WASHINGTON: L'envoi de militaires américains en Israël dans le cadre du déploiement d'un système de défense antimissile témoigne de la détermination de Washington à protéger son allié, mais renforce aussi son implication dans le conflit, notent mardi des analystes.
Le Pentagone a annoncé mardi que les premiers soldats chargés de faire fonctionner ce système de défense antimissiles à haute altitude (Thaad), considéré comme l'un des plus perfectionnés au monde, étaient arrivés lundi en Israël et que d'autres allaient suivre.
Ce déploiement renforce la défense antiaérienne d'Israël, dont les dirigeants ont promis de riposter à l'attaque menée le 1er octobre par l'Iran, qui avait lancé quelque 200 missiles sur son sol.
Il s'agissait de la réponse iranienne à l'assassinat à Téhéran du chef du Hamas palestinien, Ismaïl Haniyeh, imputé à Israël, et du chef du Hezbollah libanais, Hassan Nasrallah, dans une frappe israélienne près de Beyrouth.
Des navires et avions américains avaient aidé Israël à se défendre contre cette attaque et la précédente, le 13 avril. Mais avec ce système de défense antimissile mobile, c'est une centaine de soldats américains qui seront sur le terrain et se retrouveront donc à risque.
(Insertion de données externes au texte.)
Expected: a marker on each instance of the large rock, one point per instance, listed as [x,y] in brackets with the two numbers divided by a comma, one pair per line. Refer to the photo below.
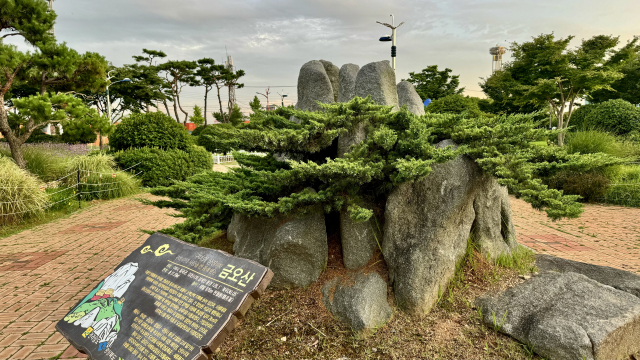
[619,279]
[314,85]
[333,74]
[428,223]
[347,82]
[360,301]
[359,240]
[407,95]
[378,80]
[567,316]
[294,248]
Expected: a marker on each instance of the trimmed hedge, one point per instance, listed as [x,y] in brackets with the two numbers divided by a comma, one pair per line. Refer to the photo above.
[161,167]
[153,129]
[615,116]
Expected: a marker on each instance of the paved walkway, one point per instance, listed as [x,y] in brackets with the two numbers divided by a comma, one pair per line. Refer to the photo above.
[604,235]
[46,270]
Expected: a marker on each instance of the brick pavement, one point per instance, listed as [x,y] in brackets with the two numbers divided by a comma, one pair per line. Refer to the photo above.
[46,270]
[606,235]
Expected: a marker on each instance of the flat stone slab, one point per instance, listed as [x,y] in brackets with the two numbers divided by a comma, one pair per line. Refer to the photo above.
[567,316]
[616,278]
[167,300]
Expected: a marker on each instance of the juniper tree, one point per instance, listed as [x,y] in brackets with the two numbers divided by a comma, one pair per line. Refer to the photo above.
[399,147]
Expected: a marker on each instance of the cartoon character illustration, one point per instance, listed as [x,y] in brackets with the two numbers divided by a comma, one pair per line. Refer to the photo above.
[100,311]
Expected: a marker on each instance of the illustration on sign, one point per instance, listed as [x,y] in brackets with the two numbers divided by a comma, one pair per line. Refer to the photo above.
[168,300]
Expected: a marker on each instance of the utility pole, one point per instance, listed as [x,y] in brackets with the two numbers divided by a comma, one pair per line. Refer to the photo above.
[266,95]
[391,38]
[282,96]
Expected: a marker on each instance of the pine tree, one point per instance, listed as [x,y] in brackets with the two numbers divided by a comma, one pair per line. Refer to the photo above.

"Mettre des soldats américains en Israël montre clairement que Washington est, de manière très visible et tangible, engagé à défendre Israël, et se battra s'il le faut", observe Raphael Cohen, du groupe de réflexion Rand Corporation.
L'administration du président Joe Biden "espère probablement que cette mesure aura un effet de dissuasion accru sur l'Iran et rassurera Israël", ajoute-t-il.
Mais, selon lui, elle pourrait aussi en retour donner aux Etats-Unis une "plus grande influence" sur la réponse d'Israël à l'attaque de missiles iranienne.
- "Une cible très coûteuse" -
Israël dispose déjà de systèmes de défense antiaériens très sophistiqués, mais M. Cohen estime qu'ils ont été mis à l'épreuve par près d'une année de combats avec les différents groupes régionaux alliés de Téhéran.
"Si l'Iran augmente sa capacité de feu et que le Hezbollah continue ses attaques, plus de missiles vont passer et toucher leurs cibles", reprend-il, en référence au mouvement pro-iranien qu'Israël combat au Liban.
Thaad, conçu pour intercepter les missiles à haute altitude et fournissant une protection sur une large zone, sera "pleinement opérationnel dans un avenir proche", a déclaré mardi dans un communiqué le porte-parole du Pentagone, le général Pat Ryder.
Ce système, développé dans les années 1990 mais mis en service pour la première fois en 2008, nécessite 95 personnes pour le faire fonctionner.
Il consiste en six lanceurs montés sur des camions, chacun composé de huit intercepteurs, d'un puissant système radar et d'un élément de contrôle des tirs, selon le Service de recherche du Congrès américain.
Tom Karako, directeur du projet de défense missile du Centre américain d'études internationales et stratégiques (CSIS), rappelle que le Thaad, dont le radar coûte un milliard de dollars, est "potentiellement une cible très coûteuse" qu'il convient de correctement protéger.
Les Etats-Unis n'ont qu'un nombre très limité de systèmes Thaad, "ne produisent pas beaucoup de projectiles thaad en ce moment" et doivent donc "mûrement réfléchir" à son utilisation, souligne-t-il.
Le déploiement de Thaad en Israël "ajoute évidemment beaucoup en terme de potentiel et de capacité, mais (...) s'accompagne aussi d'un risque stratégique, et de coûts opérationnels et d'opportunité".